Motivi della decisione

Con il primo motivo il ricorrente deduce l’illegittimità costituzionale della L. n. 191 del 2009, art. 2, comma 5, in relazione all’art. 3 Cost., comma 1 e art. 38 Cost., comma 2; nonchè deduce l’irretrattività della detta norma, altrimenti violativa dell’art. 111 Cost..

Il ricorso è infondato.

Va ricordato che questa Corte, rimeditato il precedente orientamento espresso con la sentenza n. 2377 del 5 febbraio 2007, ha ritenuto (Cass. 30 gennaio 2009 n. 2531; Cass. 3 febbraio 2009 n. 2596; Cass. 23 febbraio 2009 n. 4355) che "in tema di pensione di vecchiaia degli operai agricoli a tempo determinato, la retribuzione pensionabile per gli ultimi anni di lavoro va calcolata applicando il D.P.R. 27 aprile 1968, n. 488, art. 28 e, dunque, in forza della determinazione operata anno per anno dai D.M. sulla media delle retribuzioni fissate dalla contrattazione provinciale nell’anno precedente, ciò trovando conferma – oltre che nella impossibilità di rinvenire un diverso e più funzionale sistema di calcolo, che non pregiudichi l’equilibrio stesso della gestione previdenziale di settore – anche nella disposizione di cui alla L. 17 maggio 1999, n. 144, art. 45, comma 21, che, nell’interpretare autenticamente la L. 8 agosto 1972, n. 457, art. 3, concernente le prestazioni temporanee in favore dei lavoratori agricoli, ha inteso estendere ai lavoratori agricoli a tempo determinato l’applicazione della media della retribuzione prevista dai contratti collettivi provinciali vigenti al 30 ottobre dell’anno precedente prevista per i salariati fissi, così da ricondurre l’intero sistema ad uniformità, facendo operare, ai fini del calcolo di tutte le prestazioni, le retribuzioni dell’anno precedente".
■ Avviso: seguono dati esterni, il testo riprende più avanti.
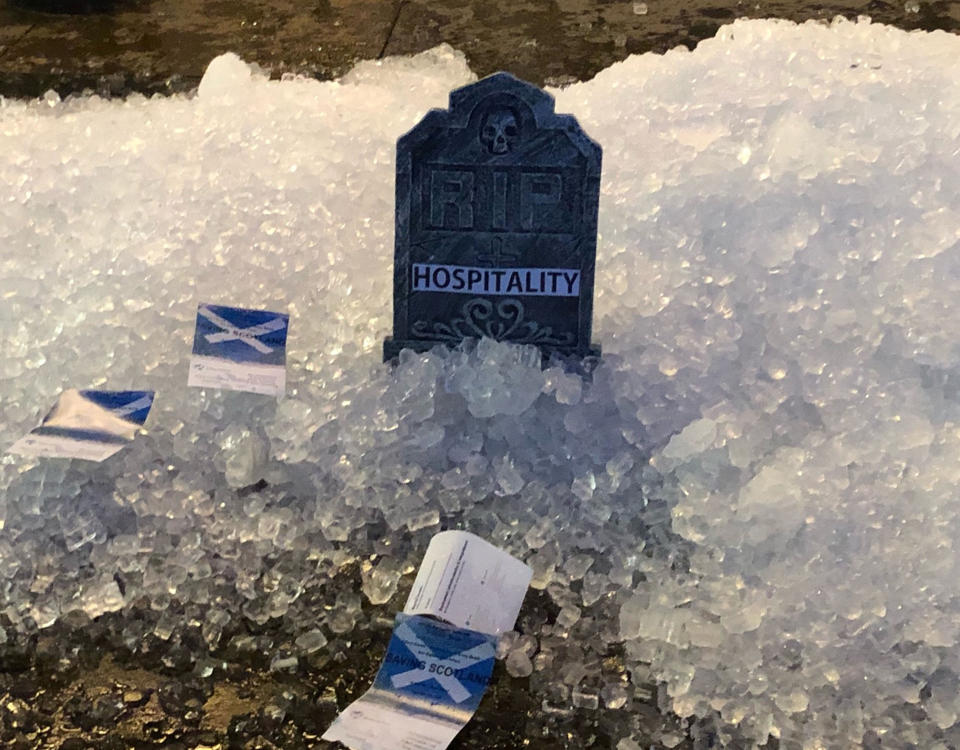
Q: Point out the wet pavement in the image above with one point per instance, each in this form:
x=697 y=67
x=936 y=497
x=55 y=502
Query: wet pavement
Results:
x=113 y=47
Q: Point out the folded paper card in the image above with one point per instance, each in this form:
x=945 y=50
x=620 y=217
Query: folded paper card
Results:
x=469 y=583
x=435 y=673
x=92 y=425
x=236 y=349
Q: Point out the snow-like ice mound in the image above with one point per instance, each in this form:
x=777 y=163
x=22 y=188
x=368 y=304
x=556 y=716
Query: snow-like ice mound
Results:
x=758 y=491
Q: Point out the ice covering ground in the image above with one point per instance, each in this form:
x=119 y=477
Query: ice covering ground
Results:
x=758 y=492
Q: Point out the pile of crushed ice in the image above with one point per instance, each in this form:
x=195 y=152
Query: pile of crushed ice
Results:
x=758 y=492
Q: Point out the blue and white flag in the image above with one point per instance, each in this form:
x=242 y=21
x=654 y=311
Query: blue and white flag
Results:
x=239 y=350
x=87 y=424
x=428 y=688
x=440 y=657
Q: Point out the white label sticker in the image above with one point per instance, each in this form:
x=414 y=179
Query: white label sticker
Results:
x=57 y=446
x=370 y=725
x=469 y=583
x=212 y=372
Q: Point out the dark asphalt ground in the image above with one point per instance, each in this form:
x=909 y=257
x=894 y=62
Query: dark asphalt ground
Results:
x=78 y=685
x=113 y=47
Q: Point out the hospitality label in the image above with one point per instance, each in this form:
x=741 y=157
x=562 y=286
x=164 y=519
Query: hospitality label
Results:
x=521 y=282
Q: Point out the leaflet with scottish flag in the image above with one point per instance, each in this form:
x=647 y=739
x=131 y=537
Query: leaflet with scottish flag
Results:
x=428 y=688
x=435 y=673
x=237 y=349
x=87 y=424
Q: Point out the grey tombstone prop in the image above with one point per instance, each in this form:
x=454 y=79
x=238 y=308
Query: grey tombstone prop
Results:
x=496 y=224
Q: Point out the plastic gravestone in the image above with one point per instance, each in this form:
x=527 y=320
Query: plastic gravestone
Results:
x=496 y=224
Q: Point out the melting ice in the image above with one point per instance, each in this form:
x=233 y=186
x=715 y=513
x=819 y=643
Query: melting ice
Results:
x=756 y=492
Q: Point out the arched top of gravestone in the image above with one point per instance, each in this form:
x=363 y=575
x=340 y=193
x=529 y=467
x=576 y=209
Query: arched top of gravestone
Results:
x=500 y=120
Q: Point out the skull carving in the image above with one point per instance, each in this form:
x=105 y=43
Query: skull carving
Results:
x=499 y=131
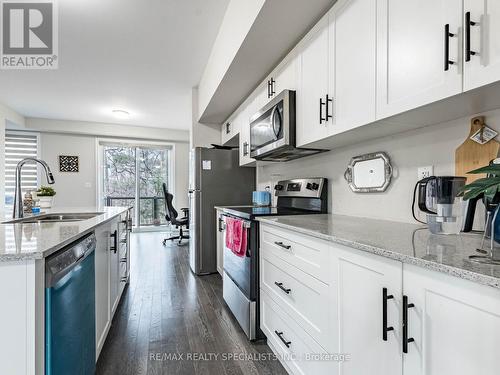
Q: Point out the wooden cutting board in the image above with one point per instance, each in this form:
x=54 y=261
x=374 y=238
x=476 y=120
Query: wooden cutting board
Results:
x=472 y=155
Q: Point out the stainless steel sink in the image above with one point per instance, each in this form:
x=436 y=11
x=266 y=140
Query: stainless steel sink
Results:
x=54 y=218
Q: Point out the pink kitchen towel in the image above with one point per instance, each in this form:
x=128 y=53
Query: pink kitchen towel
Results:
x=236 y=236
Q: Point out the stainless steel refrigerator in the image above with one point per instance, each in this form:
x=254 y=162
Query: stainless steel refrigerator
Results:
x=215 y=179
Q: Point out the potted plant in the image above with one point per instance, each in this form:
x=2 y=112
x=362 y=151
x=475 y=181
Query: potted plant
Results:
x=489 y=188
x=45 y=194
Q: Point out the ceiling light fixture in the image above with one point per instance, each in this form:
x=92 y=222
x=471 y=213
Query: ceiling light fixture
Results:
x=121 y=114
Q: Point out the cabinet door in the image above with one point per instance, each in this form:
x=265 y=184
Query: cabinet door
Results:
x=354 y=25
x=455 y=324
x=244 y=123
x=286 y=77
x=361 y=281
x=313 y=86
x=411 y=50
x=483 y=67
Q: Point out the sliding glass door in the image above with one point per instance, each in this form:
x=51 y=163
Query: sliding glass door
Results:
x=133 y=175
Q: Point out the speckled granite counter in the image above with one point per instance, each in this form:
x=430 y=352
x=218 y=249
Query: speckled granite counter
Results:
x=36 y=241
x=407 y=243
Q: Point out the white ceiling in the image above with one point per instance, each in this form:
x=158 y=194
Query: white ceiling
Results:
x=143 y=56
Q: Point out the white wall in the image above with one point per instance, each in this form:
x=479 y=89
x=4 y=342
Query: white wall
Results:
x=433 y=145
x=8 y=117
x=238 y=19
x=202 y=135
x=73 y=189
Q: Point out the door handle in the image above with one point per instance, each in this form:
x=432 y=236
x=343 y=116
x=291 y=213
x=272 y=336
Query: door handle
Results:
x=280 y=285
x=385 y=329
x=281 y=244
x=321 y=119
x=115 y=241
x=468 y=24
x=328 y=100
x=280 y=335
x=447 y=35
x=406 y=339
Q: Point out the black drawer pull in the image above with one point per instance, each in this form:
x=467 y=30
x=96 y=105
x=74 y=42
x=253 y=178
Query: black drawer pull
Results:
x=385 y=329
x=281 y=244
x=280 y=285
x=280 y=335
x=447 y=35
x=468 y=24
x=327 y=105
x=114 y=235
x=406 y=340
La Corte non ha ragione di discostarsi dalle citate pronunce, che trovano peraltro ulteriore conforto nella sentenza n. 257 del 2011 della Corte Cost..

Nelle more è infatti intervenuto la L. n. 191 del 2009, art. 2, comma 5 (legge finanziaria 2010), avente il seguente tenore: "la L. 8 agosto 1972, n. 457, art. 3, comma 3, si interpreta nel senso che il termine ivi previsto del 30 ottobre per la rilevazione della media tra le retribuzioni per le diverse qualifiche previste dai contratti collettivi provinciali di lavoro ai fini della determinazione della retribuzione media convenzionale da porre a base per le prestazioni pensionistiche e per il calcolo della contribuzione degli operai agricoli a tempo determinato è il medesimo di quello previsto alla citata L. n. 457 del 1972, art. 3, comma 2, per gli operai a tempo indeterminato". La Corte Cost. nel respingere le questioni di legittimità costituzionale della L. 23 dicembre 2009, n. 191, art. 2, comma 5, ha confermato che non appare irragionevole la finalità perseguita dal legislatore, diretta a ricondurre il sistema ad una disciplina uniforme, utilizzando, ai fini del calcolo di tutte le prestazioni in questione, le retribuzioni dell’anno precedente.

Pertanto le questioni di legittimità costituzionale prospettate nel primo motivo sono già state valutate dalle Corte delle leggi che le ha respinte, in relazione ai parametri oggi riproposti.

Gli altri due motivi sono stati formulati solo ove venisse ritenuta incostituzionale la norma di interpretazione già menzionata o venisse ritenuta la detta norma irretroattiva e pertanto vanno considerati assorbiti nel rigetto del primo motivo, stante la piena operatività (e legittimità costituzionale) della norma che riconosce la correttezza del criterio di calcolo seguito dall’INPS. Il ricorso va pertanto rigettato.

Stante la natura della controversia e l’epoca di proposizione del ricorso introduttivo, nulla sulle spese.

P.Q.M.

La Corte rigetta il ricorso; nulla sulle spese.

Testo non ufficiale. La sola stampa del bollettino ufficiale ha carattere legale.